Databricks Agent Evaluationは、エージェントシステムの品質の評価、さまざまな評価データセットを作成し、さまざまな「ジャッジ」(人間、LLM、ルールベース)を定義するためのツールを提供する堅牢なフレームワークを提供します。
すると、重要な質問が生じます: このような評価プロセスを繰り返し可能に、既存のCI/CDパイプラインとシームレスに連携するにはどうすればいいのでしょうか?このインテグレーションは、信頼性を増加させながらエージェンティックシステムのプロダクションへのデプロイメントを加速させるには重要なものとなります。エージェントシステムの継続的な進化のため、繰り返し可能な評価は重要となり、組織は時間経過とともに品質を追跡し、退行を特定し、改善を検証し、A/Bテストを促進し、信頼を構築します。

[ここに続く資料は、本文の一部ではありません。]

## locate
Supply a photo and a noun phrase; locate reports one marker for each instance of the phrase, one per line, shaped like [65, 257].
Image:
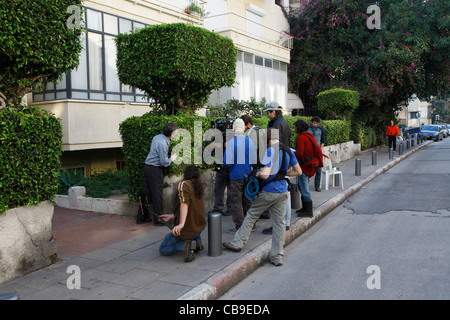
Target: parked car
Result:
[432, 131]
[445, 129]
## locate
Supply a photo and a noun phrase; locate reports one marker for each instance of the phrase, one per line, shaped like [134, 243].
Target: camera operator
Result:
[222, 180]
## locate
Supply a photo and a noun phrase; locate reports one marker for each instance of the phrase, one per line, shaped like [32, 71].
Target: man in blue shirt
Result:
[274, 196]
[239, 155]
[156, 160]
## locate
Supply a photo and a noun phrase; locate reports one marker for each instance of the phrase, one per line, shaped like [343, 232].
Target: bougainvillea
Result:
[335, 48]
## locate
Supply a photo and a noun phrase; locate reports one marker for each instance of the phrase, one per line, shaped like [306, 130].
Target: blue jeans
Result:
[303, 185]
[172, 245]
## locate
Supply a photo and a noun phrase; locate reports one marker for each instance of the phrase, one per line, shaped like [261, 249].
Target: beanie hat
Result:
[238, 126]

このことを踏まえて、GitHub ActionsとDatabricks Agent Evaluationのパワフルなツールをどのように組み合わせられるのかを探索していきましょう。これによって、Agent Evaluationを我々のCI/CDに組み込み、GitHub内のプルリクエストレビュープロセスを用いて基盤的な評価を確立することができます。
サンプルシナリオの背景
この記事で説明されるデモシナリオは、こちらのリポジトリの添付ノートブックで詳細が説明されており、カスタマーサポートエージェントを構築する広告エージェンシーを取り上げています。このエージェントのタスクは、事務所のサービスや過去の発注に関する回答をクライアントが得る手助けをするものとなっています。
バイブチェックから堅牢な評価へ
この記事で説明するDatabricksにおけるエージェントの繰り返しの開発の支援と、GitHubでのCI/CDプロセスにおける評価プロセスのインテグレーションの助けにもなる繰り返し可能なプロセスを手に入れるようにするための、Agent Evaluationジョブをセットアップするには、3つの主要なステップが存在します。
評価データセットの作成
評価データセットの作成は時間を浪費するプロセスになる場合がありますが、品質評価の基礎となるので重要なものです。

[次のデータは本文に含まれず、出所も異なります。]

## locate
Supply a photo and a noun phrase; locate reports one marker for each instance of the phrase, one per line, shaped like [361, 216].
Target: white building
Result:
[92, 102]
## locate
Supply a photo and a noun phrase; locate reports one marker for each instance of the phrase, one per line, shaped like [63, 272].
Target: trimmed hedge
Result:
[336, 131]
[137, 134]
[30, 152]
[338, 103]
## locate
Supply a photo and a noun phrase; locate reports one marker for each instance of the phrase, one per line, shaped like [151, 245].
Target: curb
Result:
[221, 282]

以下を通じて評価データセットを入手することができます:
- ラベル付きの例
- 本番運用のトレース
- Databricksにおける合成データセット生成
ラベル付きの例や本番運用の例が利用できる場合は、それらは評価に必要な現実世界な使用量やパフォーマンスを明示的に表現するので常に優先度を高くしましょう。しかし、かず多くの実際の開発シナリオにおいては、これらのデータセットを利用することはできません。合成データを生成する能力によって、ソリューションが顧客に提供される前に、チームは効果的に評価プロセスをブートストラップし、品質のベースラインを確立することができます。
我々の例では、シンプルな評価データセットを使います:
eval_dataset = [
{
"inputs": {
"messages": [
{
"role": "system",
"content": system_prompt
},
{
"role": "user",
"content": "What should next steps be with user_10?"
}
]
},
"expected_response": None
}
]
評価ジャッジの確立
Databricksで確立できるジャッジには4つのタイプがあります:
- ビルトインのジャッジ: これらは、エージェント評価のためにDatabricksが提供するビルトインのジャッジであり、シンプルなimport文でロードされます。Safety、Relevance、RetrievalGroundedness、RetrievalRelevanceがあります。
- ガイドラインジャッジ: ジャッジにアウトプットをどのように評価させたいのかを自然言語で表現します。これは、明確で単純な、合格/不合格シナリオに適しています。
- プロンプトベースのジャッジ: ジャッジがどのようなものを期待するのか、評価をどのようにスコアリングすべきかをガイドするためにプロンプトを活用します。これは、あなたのスコアリング指標が定量的な分析における数値のスコアや、バージョン比較、カスタムのカテゴリーを必要とする複雑な評価指標を含む場合のあるシナリオに適しています。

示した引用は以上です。